Wednesday, June 27, 2018
As published in The Times, June 2018.
The Law Society of Ireland has urged the government to reduce taxes for entrepreneurs and for people buying and selling shares. In its pre-budget submission, the organisation said that the cap on so-called entrepreneurs relief should be raised. The measure, which was introduced several years ago, allows people buying or selling businesses to pay a 10 per cent rate of capital gains tax compared with the normal rate of 33 per cent. The maximum value of this relief is €1 million, after which the normal rate of capital gains tax applies.
Several bodies have said that Ireland should look to raise the value of this relief to compete with other jurisdictions and make the country more attractive for people trying to start a business. In its submission the Law Society said: “We would suggest that the cap on relief at a lifetime threshold of €1 million should be increased so as to match comparative jurisdictions. The UK cap is currently £10 million (€11.3 million)”. It also said that the rate of stamp duty that applied when shares in a business were bought or sold should be halved from its rate of 1 per cent to 0.5 per cent. “We would recommend that to ensure ongoing investment in Irish companies that the stamp duty rate on such transfers is reduced to 0.5 per cent in line with the stamp duty rate in the UK,” the Society’s submission said.
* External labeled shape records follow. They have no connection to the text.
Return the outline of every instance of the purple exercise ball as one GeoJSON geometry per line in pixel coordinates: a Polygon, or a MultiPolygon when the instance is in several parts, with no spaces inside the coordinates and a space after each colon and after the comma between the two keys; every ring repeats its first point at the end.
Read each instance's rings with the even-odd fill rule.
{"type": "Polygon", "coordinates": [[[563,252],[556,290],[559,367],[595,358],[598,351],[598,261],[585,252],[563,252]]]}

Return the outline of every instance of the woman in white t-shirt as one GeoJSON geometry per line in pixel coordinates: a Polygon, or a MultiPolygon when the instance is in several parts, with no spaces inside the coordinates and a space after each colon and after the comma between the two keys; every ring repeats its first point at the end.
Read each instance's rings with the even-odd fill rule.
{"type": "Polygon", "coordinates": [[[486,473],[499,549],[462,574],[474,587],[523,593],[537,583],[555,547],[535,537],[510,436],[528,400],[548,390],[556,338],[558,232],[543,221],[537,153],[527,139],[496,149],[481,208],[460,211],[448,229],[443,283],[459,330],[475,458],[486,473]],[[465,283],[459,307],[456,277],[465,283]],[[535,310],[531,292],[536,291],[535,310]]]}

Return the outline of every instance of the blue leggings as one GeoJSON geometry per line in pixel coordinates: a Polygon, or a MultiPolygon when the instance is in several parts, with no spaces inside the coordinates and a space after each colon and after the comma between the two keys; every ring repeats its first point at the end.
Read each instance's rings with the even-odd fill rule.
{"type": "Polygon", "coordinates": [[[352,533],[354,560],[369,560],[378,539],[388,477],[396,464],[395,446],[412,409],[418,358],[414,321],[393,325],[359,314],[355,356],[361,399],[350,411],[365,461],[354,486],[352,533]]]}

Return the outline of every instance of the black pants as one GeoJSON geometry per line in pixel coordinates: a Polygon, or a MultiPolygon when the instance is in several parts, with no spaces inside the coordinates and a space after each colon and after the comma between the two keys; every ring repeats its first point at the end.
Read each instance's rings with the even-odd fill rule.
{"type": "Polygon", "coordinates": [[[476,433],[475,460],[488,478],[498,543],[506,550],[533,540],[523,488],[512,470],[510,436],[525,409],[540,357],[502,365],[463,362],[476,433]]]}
The Law Society also said that it wanted better consultation from the government about any big tax changes that were likely to be introduced. It cited the example of stamp duty on commercial property, which last year was increased from 2 per cent to 6 per cent.
Gavin McGuire, the Chairman of the Law Society’s taxation committee, said: “A number of significant material changes were introduced in the finance bill 2017 without any opportunity for proper consultation with experts. Of particular concern to solicitors and their clients in 2017 was the late introduction of changes to stamp duty for non-residential property.”
The Law Society said that it recommended “a formal technical consultation period” before tax changes were introduced.
Ibec, the business lobby group that represents many of Ireland’s largest companies, also gave some detail of its pre-budget submission, which is due to be launched in full on Monday.
It said that a “suite of targeted measures” should be introduced, including an overhaul of capital gains tax, the creation of a “meaningful” staff stock ownership scheme and a response to address what it described as a “crisis” in higher education funding.